- Episode no.: Season 5 Episode 9
- Directed by: Simon Langton
- Written by: Jeremy Paul
- Production code: 9
- Original air date: 2 November 1975

Episode chronology
| ← Previous "Such a Lovely Man" | Next → "The Understudy" |

= The Nine Days Wonder =

"The Nine Days Wonder" is the ninth episode of the fifth and final series of the period drama Upstairs, Downstairs. It first aired on 2 November 1975 on ITV.

==Background==
"The Nine Days Wonder" was recorded in the studio on 1 and 2 May 1975. The location footage was filmed on 22 April in Eaton Place in Belgravia, and in nearby Theed Street.
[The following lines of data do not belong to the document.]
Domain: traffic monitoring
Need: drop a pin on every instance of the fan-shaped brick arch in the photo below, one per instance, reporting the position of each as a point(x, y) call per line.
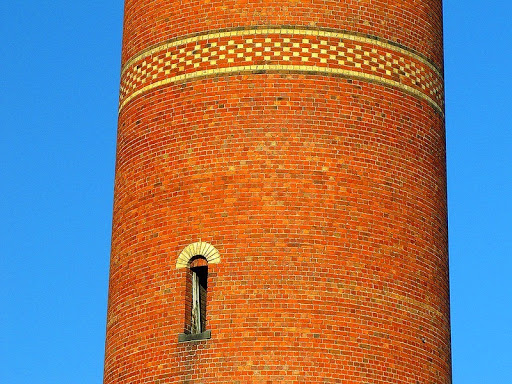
point(208, 251)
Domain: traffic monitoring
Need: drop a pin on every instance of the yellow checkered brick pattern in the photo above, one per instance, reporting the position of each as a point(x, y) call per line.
point(282, 50)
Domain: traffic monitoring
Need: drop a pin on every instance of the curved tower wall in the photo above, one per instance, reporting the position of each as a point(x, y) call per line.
point(304, 141)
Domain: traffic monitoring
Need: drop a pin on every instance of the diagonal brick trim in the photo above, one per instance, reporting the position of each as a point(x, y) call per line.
point(282, 51)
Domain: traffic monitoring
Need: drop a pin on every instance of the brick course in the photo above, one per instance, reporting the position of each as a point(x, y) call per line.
point(322, 187)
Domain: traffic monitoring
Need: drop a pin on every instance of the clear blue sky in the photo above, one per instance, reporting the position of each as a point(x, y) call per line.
point(59, 82)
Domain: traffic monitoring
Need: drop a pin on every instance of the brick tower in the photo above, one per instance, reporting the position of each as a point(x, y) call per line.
point(280, 194)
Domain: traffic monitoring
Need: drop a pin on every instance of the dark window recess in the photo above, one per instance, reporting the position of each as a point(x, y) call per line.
point(199, 289)
point(196, 301)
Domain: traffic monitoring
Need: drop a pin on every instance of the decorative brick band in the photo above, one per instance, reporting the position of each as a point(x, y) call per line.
point(284, 50)
point(208, 251)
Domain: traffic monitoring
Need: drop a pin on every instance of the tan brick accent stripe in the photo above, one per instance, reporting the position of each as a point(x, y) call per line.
point(282, 50)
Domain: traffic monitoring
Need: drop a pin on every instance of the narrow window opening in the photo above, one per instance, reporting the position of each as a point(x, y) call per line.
point(196, 301)
point(199, 291)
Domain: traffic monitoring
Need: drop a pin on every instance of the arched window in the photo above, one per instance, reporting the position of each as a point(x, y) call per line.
point(196, 257)
point(196, 294)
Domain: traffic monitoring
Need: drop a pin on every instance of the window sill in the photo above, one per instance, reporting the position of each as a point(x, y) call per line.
point(182, 337)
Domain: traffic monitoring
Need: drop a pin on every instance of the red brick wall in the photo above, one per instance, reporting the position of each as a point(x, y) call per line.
point(305, 141)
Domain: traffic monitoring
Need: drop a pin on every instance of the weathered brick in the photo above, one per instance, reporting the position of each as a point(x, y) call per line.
point(305, 141)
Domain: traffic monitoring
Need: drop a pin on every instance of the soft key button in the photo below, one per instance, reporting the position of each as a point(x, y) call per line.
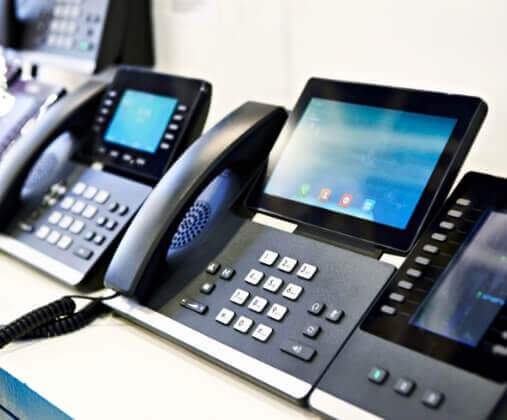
point(268, 257)
point(287, 264)
point(307, 271)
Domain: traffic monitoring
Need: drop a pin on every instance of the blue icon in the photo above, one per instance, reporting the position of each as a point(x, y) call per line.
point(368, 204)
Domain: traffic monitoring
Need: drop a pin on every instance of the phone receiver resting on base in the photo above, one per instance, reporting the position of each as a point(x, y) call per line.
point(242, 139)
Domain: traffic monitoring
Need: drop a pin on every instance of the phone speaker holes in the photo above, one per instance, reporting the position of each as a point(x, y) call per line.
point(192, 225)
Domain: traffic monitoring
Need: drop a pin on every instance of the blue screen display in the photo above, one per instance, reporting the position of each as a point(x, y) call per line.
point(369, 162)
point(140, 120)
point(472, 291)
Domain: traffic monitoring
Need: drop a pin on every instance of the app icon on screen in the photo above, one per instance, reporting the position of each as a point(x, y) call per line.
point(368, 204)
point(304, 190)
point(324, 194)
point(346, 200)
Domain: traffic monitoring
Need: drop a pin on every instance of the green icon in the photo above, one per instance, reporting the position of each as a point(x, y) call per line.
point(304, 190)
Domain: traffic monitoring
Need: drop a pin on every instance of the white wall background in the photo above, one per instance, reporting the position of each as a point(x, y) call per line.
point(265, 50)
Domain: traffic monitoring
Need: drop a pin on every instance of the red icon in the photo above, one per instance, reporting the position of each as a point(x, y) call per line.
point(346, 200)
point(324, 195)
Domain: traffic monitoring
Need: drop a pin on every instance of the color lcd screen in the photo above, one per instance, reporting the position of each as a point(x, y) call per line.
point(472, 290)
point(140, 120)
point(369, 162)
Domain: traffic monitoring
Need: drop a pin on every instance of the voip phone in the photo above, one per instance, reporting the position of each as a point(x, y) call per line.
point(82, 35)
point(434, 343)
point(65, 202)
point(356, 166)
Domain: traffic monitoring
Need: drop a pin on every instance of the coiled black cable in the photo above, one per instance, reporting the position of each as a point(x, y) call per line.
point(56, 318)
point(36, 318)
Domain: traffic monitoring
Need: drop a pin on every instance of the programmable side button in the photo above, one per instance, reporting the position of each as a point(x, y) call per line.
point(212, 268)
point(431, 249)
point(422, 261)
point(307, 271)
point(292, 291)
point(298, 350)
point(193, 305)
point(456, 214)
point(378, 375)
point(432, 398)
point(287, 264)
point(239, 296)
point(439, 237)
point(243, 324)
point(405, 285)
point(388, 310)
point(277, 312)
point(258, 304)
point(412, 272)
point(225, 316)
point(262, 332)
point(396, 297)
point(447, 225)
point(464, 202)
point(272, 284)
point(268, 257)
point(254, 277)
point(404, 386)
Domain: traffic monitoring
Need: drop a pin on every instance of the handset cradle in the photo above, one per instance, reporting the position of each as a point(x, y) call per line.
point(244, 134)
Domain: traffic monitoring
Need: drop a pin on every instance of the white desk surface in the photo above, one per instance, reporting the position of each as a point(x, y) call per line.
point(114, 369)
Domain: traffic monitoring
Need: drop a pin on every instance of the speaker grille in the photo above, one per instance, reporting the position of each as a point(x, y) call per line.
point(192, 224)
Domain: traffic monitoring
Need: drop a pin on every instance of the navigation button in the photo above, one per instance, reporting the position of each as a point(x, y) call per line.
point(298, 350)
point(432, 398)
point(378, 375)
point(193, 305)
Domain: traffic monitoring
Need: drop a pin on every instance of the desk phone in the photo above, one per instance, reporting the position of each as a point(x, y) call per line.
point(433, 344)
point(356, 166)
point(76, 194)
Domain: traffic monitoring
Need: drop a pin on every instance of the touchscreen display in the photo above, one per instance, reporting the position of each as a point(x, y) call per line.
point(140, 120)
point(472, 290)
point(368, 162)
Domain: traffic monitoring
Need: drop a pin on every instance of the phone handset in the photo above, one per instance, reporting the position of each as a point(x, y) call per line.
point(242, 139)
point(64, 115)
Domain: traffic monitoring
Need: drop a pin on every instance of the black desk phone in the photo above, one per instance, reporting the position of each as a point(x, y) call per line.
point(65, 202)
point(356, 166)
point(82, 35)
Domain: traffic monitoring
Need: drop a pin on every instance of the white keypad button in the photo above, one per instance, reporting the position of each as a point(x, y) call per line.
point(262, 332)
point(307, 271)
point(89, 211)
point(258, 304)
point(268, 257)
point(243, 324)
point(55, 217)
point(67, 203)
point(102, 196)
point(65, 242)
point(90, 192)
point(53, 237)
point(42, 232)
point(254, 277)
point(292, 291)
point(77, 227)
point(277, 312)
point(66, 221)
point(272, 284)
point(78, 207)
point(240, 296)
point(225, 316)
point(79, 188)
point(287, 264)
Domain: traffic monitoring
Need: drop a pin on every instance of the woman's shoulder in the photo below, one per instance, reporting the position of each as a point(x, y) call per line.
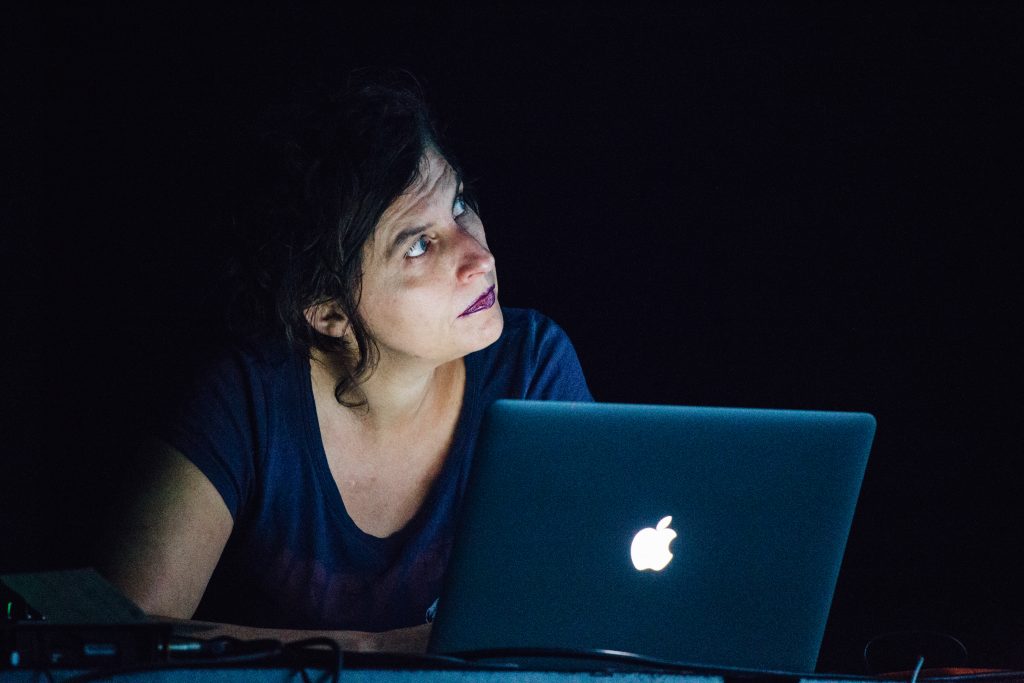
point(527, 326)
point(532, 358)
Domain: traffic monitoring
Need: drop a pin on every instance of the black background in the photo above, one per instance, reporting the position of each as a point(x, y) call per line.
point(723, 204)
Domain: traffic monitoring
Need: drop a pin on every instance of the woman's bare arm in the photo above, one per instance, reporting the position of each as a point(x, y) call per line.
point(169, 539)
point(168, 542)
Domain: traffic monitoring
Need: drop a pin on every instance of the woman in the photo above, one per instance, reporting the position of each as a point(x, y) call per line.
point(311, 479)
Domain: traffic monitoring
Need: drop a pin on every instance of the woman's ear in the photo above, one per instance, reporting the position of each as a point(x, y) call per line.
point(328, 318)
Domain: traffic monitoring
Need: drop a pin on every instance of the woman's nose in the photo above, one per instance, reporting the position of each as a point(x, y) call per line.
point(474, 258)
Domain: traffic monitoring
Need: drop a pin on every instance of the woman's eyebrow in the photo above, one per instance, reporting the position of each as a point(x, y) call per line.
point(404, 233)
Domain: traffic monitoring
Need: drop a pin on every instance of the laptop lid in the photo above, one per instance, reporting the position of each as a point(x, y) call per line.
point(699, 535)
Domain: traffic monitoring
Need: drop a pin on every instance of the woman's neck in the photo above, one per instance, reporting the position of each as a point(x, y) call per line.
point(395, 394)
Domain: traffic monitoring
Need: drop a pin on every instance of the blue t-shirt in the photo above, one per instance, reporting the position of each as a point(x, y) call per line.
point(295, 558)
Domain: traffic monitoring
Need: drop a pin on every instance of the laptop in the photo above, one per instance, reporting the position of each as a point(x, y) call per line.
point(705, 536)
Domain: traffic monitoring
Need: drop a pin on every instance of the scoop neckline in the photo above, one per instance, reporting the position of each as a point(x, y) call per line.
point(330, 493)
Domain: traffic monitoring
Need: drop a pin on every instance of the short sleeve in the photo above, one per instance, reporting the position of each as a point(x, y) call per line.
point(218, 426)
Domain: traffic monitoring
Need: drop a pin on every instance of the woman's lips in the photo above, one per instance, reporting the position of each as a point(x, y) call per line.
point(484, 301)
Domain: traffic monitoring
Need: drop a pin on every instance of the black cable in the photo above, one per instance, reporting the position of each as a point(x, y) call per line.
point(298, 647)
point(620, 657)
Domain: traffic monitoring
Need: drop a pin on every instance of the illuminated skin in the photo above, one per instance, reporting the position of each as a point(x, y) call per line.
point(427, 264)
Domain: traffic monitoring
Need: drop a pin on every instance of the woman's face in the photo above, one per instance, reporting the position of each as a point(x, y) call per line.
point(429, 284)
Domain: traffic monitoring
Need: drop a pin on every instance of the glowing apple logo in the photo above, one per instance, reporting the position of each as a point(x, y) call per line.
point(650, 546)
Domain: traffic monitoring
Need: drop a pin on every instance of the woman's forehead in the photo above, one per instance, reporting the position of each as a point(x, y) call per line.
point(434, 176)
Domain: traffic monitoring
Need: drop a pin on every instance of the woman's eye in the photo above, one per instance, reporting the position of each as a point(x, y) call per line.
point(459, 206)
point(419, 248)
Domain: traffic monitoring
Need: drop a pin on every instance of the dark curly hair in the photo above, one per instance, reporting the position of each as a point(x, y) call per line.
point(331, 166)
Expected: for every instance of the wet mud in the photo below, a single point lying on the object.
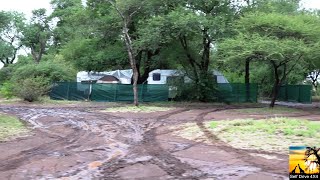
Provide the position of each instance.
(83, 143)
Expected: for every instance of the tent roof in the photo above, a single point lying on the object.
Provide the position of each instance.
(108, 78)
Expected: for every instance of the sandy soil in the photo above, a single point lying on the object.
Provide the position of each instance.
(83, 143)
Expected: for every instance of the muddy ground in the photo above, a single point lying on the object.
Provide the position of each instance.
(84, 143)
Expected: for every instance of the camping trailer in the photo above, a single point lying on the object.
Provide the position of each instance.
(159, 76)
(107, 77)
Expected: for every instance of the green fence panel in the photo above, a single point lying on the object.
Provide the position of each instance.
(108, 92)
(295, 93)
(70, 91)
(236, 92)
(228, 92)
(104, 92)
(153, 93)
(305, 94)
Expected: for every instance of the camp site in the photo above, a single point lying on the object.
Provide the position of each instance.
(159, 90)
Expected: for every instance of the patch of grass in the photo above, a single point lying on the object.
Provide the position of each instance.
(11, 127)
(273, 135)
(213, 124)
(135, 109)
(267, 110)
(47, 100)
(315, 98)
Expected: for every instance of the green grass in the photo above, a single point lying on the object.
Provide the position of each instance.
(279, 126)
(141, 108)
(273, 135)
(11, 127)
(315, 98)
(267, 110)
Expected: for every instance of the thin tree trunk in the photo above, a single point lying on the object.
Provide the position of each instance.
(276, 85)
(133, 64)
(247, 79)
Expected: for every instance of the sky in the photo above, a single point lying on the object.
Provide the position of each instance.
(26, 6)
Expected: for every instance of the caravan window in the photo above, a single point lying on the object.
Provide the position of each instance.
(156, 76)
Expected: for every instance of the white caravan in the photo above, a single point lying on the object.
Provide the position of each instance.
(159, 76)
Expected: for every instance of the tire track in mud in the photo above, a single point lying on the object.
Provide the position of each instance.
(244, 155)
(85, 127)
(150, 149)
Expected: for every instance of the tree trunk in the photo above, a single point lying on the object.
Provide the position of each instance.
(133, 63)
(247, 79)
(276, 85)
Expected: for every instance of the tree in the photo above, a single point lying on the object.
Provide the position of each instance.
(37, 34)
(281, 41)
(71, 18)
(11, 24)
(126, 11)
(197, 26)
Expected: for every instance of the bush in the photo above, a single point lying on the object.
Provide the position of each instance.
(51, 71)
(6, 90)
(30, 89)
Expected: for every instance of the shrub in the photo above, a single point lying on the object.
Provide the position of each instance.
(30, 89)
(6, 90)
(32, 81)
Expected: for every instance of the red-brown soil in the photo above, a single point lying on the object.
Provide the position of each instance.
(83, 143)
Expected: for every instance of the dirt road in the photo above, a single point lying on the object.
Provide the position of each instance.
(81, 143)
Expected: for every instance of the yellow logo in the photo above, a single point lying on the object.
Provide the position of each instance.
(304, 162)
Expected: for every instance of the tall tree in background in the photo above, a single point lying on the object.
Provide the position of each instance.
(37, 34)
(70, 18)
(127, 10)
(11, 24)
(282, 41)
(197, 26)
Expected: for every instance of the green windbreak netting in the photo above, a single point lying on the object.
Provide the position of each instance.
(70, 91)
(295, 93)
(228, 92)
(108, 92)
(237, 92)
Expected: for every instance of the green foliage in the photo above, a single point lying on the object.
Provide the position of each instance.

The director of the episode, Simon Langton, was the son of David Langton, who played Richard Bellamy.

==Cast==
- Simon Williams as James Bellamy
- Gordon Jackson as Hudson
- Jean Marsh as Rose
- David Langton as Richard Bellamy
- Joan Benham as Lady Prudence Fairfax
- Lesley-Anne Down as Georgina Worsley
- Christopher Beeny as Edward
- Gareth Hunt as Frederick
- Jacqueline Tong as Daisy
- Jenny Tomasin as Ruby
- Martin Wimbush as Andrew Bouverie
- Tommy Wright as Picket Leader
- John Breslin as Len Finch
- Roy Pattison as Arnold Thompson

==Plot==
"The Nine Days Wonder" opens on 1 May 1926. Two days later, the General Strike is called. Virginia is in Scotland, and unable to return because of the strike, while Mrs Bridges is in Felixstowe on holiday. She telephones 165 Eaton Place, worried about food shortages, and unknown to anyone else, orders some food to be delivered to Eaton Place. Hudson gets permission from Richard to volunteer as a Special Constable, as he had during World War I. At the start of the strike, Edward is attacked by a striker while out in the car fetching milk.

Georgina and her circle of friends see the event as a chance to have fun by volunteering to drive buses or trains. She delivers copies of the government-issued British Gazette. James takes it far more seriously in political terms, but volunteers to drive a bus with Frederick along as an unofficial special constable. On one journey, they encounter a group of strikers who block the road. The bus conductor is university student Andrew Bouverie. When Bouverie is at Eaton Place during a break, he remembers having briefly met Georgina at a party, and drops hints about not having anywhere nice to stay. However, Lady Prudence offers him a bed in her house, as she has decided to help out by becoming a "landlord", with two university students already staying.

Ruby's uncle Len Finch comes from Barnsley with a friend, Arnold Thompson. Both are in London for a union meeting. They take tea in the servants' hall, when Mr. Hudson is out, and Thompson gives Edward, who is sympathetic to the strikers, a copy of the British Worker newspaper. When Hudson comes back and finds the newspaper, he tears it up. On 12 May, minutes after the strike is called off, Finch and Thompson arrive to say goodbye to Ruby. When told of the ending of the strike, they both leave deflated.